Name: Zach Abernathy
Position: Associate professor of mathematics
College: Arts and Science
Department: Department of Mathematics


As a child, Zach Abernathy felt comfortable working with numbers.

It was easy for him to follow sports statistics, count Monopoly money, and to work number puzzles in his books and in Highlights magazines.

"In school, I remember highly enjoying the speed quizzes where you'd have to compute about 50 arithmetic problems in a minute or so," said Abernathy, now a Winthrop associate professor of mathematics. "That was probably the first time I realized I had some talent, and I was fortunate to have excellent teachers that helped me shape it from there."

Abernathy didn't attend college intending to teach. It wasn't on his radar until he went to graduate school.

There he stood in front of the classroom as a teaching assistant, started sharing his enthusiasm for mathematics and became addicted to it. "While simply being passionate about the subject is enough to reach most students, I am constantly seeking out new ways to motivate and connect with all types of diverse learners," said Abernathy.

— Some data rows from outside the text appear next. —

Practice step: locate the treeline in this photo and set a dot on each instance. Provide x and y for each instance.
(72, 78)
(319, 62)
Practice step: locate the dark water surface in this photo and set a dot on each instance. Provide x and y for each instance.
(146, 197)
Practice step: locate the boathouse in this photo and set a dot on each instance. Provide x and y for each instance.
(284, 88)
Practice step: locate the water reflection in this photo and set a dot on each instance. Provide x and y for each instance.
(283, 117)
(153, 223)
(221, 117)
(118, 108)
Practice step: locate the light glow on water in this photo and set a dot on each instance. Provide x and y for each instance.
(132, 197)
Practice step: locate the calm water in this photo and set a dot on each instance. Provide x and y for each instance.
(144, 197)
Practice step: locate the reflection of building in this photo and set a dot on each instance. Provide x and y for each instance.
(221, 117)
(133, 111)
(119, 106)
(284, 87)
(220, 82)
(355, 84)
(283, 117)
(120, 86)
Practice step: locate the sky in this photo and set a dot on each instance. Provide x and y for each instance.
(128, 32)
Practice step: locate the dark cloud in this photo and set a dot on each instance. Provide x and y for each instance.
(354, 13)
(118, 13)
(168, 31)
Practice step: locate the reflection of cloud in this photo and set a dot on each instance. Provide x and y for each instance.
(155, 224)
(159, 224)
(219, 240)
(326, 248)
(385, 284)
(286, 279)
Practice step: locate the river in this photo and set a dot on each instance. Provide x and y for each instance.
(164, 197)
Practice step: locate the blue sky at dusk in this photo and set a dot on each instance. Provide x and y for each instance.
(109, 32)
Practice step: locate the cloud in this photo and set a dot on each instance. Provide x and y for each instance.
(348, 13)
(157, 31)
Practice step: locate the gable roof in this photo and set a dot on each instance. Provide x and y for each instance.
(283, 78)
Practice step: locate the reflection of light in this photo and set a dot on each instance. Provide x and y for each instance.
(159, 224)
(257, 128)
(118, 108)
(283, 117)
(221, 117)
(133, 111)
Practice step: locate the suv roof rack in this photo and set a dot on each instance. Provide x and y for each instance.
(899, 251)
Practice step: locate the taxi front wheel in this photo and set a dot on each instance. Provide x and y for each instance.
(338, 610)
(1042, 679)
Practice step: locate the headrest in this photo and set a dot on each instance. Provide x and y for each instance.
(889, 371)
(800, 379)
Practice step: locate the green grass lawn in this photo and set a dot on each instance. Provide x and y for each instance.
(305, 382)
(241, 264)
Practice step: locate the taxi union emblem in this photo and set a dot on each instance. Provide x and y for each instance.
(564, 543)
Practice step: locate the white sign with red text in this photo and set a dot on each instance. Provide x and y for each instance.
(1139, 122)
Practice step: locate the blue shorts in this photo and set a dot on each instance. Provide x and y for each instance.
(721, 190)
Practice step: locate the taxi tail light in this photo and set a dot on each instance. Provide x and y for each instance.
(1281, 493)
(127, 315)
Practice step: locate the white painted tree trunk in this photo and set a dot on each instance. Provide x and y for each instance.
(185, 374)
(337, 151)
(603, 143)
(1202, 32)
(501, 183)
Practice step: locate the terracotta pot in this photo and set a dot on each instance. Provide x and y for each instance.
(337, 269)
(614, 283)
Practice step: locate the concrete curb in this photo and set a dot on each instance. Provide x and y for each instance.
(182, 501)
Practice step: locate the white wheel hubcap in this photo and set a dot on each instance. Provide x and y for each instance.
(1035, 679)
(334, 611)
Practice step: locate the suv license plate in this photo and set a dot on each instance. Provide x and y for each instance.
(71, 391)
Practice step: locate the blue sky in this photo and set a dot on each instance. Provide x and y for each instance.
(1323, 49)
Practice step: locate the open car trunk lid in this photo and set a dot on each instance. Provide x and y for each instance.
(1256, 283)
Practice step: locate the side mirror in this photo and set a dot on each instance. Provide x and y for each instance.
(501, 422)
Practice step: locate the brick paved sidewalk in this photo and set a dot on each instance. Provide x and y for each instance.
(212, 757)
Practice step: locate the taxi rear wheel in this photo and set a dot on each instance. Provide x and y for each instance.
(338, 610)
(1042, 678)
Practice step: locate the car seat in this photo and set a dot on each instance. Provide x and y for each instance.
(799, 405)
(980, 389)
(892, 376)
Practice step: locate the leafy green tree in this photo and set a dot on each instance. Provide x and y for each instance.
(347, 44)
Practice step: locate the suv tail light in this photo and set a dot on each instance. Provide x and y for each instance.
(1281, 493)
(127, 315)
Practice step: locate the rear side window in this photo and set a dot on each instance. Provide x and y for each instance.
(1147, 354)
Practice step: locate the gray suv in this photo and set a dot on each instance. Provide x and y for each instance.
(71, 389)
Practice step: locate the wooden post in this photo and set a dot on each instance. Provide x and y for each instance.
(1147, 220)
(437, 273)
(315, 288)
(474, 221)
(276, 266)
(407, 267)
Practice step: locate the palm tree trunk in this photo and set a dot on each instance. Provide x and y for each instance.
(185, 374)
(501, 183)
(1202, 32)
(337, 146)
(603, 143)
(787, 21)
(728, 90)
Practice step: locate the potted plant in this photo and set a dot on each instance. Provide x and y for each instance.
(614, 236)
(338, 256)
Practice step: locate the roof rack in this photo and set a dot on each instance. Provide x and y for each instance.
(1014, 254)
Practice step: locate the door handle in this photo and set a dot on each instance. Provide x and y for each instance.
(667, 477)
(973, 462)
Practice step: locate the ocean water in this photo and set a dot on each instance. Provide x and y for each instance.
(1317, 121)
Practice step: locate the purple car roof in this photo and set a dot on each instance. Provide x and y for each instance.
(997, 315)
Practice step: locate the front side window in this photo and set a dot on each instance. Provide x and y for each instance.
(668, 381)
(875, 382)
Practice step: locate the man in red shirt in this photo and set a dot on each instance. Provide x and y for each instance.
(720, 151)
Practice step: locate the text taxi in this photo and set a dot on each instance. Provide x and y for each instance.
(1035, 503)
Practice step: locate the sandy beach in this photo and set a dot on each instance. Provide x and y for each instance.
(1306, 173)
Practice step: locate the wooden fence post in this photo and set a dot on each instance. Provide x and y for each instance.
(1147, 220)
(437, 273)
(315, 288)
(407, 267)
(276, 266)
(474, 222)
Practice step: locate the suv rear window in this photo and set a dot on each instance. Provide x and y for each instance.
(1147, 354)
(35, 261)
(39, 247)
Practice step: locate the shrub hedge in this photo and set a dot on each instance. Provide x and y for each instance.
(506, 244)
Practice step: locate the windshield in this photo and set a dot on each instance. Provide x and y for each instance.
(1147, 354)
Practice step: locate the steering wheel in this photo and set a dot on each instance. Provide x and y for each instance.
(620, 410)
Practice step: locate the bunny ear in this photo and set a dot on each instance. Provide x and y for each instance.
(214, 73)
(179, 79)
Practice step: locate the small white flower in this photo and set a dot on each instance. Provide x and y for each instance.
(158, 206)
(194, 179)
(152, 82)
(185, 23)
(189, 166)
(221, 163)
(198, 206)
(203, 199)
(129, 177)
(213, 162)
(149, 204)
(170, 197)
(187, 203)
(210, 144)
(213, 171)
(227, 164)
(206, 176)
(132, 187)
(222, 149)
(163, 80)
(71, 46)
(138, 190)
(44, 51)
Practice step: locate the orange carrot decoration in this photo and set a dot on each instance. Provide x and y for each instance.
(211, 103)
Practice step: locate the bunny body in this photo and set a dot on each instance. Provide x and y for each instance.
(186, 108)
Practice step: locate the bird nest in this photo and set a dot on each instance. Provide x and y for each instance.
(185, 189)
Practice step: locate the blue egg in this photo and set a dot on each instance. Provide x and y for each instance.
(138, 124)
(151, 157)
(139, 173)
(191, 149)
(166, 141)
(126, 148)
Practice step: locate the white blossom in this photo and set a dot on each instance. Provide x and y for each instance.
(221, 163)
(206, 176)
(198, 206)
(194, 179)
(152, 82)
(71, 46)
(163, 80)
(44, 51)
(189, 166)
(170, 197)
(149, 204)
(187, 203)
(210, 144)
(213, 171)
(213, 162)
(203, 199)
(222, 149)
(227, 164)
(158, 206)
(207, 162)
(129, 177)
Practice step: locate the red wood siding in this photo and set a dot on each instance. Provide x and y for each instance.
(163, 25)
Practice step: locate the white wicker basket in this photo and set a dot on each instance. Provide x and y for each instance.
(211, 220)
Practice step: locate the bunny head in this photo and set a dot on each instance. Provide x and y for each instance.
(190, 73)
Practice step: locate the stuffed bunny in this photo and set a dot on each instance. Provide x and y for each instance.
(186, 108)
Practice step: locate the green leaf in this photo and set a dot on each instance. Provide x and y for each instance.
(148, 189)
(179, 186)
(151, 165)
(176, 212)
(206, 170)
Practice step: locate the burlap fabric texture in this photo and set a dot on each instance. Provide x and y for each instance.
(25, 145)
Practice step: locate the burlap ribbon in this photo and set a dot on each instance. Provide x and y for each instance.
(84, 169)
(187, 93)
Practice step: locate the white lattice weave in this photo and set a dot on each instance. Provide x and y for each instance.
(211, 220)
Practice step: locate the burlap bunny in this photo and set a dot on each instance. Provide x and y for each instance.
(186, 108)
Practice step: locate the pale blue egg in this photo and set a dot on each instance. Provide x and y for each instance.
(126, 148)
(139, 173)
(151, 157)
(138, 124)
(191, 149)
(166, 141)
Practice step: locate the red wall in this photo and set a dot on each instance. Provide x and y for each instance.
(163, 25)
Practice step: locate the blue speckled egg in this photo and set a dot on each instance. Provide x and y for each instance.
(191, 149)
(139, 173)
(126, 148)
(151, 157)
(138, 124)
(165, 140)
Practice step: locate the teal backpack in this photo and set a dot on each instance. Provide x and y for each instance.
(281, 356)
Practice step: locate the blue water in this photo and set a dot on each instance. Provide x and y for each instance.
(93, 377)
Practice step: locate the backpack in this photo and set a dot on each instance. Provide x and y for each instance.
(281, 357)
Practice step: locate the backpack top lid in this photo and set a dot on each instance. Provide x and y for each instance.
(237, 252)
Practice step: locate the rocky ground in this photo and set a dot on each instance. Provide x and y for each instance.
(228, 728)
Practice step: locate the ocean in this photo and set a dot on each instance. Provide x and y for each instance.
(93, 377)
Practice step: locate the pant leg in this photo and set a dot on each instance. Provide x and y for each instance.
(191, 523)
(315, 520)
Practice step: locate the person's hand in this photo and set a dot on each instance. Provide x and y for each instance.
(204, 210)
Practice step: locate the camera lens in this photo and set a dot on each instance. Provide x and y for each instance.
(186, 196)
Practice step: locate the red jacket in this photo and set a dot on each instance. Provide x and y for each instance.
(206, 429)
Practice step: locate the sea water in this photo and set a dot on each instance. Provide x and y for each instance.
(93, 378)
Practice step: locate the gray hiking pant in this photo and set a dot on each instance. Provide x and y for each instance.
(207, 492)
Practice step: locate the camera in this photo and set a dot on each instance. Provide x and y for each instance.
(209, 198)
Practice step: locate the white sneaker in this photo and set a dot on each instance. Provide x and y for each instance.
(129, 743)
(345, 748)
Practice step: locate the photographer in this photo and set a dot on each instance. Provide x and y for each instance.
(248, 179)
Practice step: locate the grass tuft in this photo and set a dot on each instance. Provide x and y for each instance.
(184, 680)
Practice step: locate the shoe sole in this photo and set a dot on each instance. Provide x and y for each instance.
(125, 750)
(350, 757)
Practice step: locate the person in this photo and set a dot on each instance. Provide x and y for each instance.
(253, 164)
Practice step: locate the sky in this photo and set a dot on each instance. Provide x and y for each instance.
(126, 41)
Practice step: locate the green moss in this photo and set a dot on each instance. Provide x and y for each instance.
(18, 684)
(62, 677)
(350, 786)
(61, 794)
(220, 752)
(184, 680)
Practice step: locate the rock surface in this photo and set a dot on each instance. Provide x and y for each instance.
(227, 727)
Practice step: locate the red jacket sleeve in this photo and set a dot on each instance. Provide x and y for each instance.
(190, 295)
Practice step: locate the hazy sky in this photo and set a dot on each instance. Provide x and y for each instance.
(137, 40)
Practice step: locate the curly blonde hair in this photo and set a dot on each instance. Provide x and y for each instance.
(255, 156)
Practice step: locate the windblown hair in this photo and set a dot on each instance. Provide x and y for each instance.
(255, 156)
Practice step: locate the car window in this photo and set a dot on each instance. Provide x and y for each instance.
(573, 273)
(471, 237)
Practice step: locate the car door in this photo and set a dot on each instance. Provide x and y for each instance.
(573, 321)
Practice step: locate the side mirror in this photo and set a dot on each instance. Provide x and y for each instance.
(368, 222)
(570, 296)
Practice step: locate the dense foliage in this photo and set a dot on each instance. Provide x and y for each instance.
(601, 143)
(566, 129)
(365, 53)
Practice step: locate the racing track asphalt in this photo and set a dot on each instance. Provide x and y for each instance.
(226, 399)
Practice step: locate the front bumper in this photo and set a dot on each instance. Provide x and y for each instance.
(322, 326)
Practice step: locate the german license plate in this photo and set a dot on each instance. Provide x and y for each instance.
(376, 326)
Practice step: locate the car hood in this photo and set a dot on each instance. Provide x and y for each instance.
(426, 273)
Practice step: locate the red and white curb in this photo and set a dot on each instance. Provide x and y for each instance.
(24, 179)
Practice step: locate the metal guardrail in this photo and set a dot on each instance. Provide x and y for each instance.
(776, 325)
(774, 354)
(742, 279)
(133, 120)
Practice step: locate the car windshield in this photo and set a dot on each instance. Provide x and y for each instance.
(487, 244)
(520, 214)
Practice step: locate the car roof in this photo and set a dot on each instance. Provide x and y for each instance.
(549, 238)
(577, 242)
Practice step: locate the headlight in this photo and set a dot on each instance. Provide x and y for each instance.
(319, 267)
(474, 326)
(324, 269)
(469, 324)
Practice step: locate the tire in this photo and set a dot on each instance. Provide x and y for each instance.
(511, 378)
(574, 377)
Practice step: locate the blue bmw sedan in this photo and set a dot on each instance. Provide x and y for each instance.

One recent example was the development of a modernized mathematical modeling course that includes a primer on mathematical careers, as well as a unit on modeling using 3D printers.

He uses the lessons learned from excellent mentors along the way, which includes how to bring math alive in the classroom, how to build a vigorous and collaborative research program, and how to dream big and set a high bar for himself and his students.

One great learning experience for him at Winthrop has been the NSF-funded Research Experience for Undergraduates program. Only about 50 institutions nationwide are supported by this grant annually, so Abernathy said Winthrop was very fortunate to receive the award.

"It gave me the opportunity to work with talented and enthusiastic undergraduates from around the country," Abernathy said. "These undergraduate research experiences have also allowed me to witness profound transformative impacts on the students who participate in them, and it's one of the times I feel like I'm making the most of a difference in my career."

Another project Abernathy has worked on is data analysis for the Office of Admissions to determine factors that predict students' academic success at Winthrop. "It feels good to use my mathematical training in a way that could directly benefit the university's recruitment and retention efforts, and I have enjoyed the opportunity to share these findings with the administration," he said.

In the classroom, Abernathy is intrigued by the science of motivation, and learning about various ways to foster a deep intrinsic drive for students to want to learn. "I also want to build stronger internship connections for our math majors to assist with job placements after graduation," he said.

For many of these efforts, Abernathy was one of two faculty members named in May as 2018 Outstanding Junior Professor of the Year.

He plans on applying for a Research for Undergraduate Institutions grant through the NSF to continue supporting his undergraduate research program. And Abernathy will seek new collaborators to begin exploring more cross-disciplinary problems in the realm of cancer and infectious disease modeling.

A final goal for Abernathy is to mentor junior faculty members at Winthrop and around the region to support their involvement in various initiatives as they begin their careers.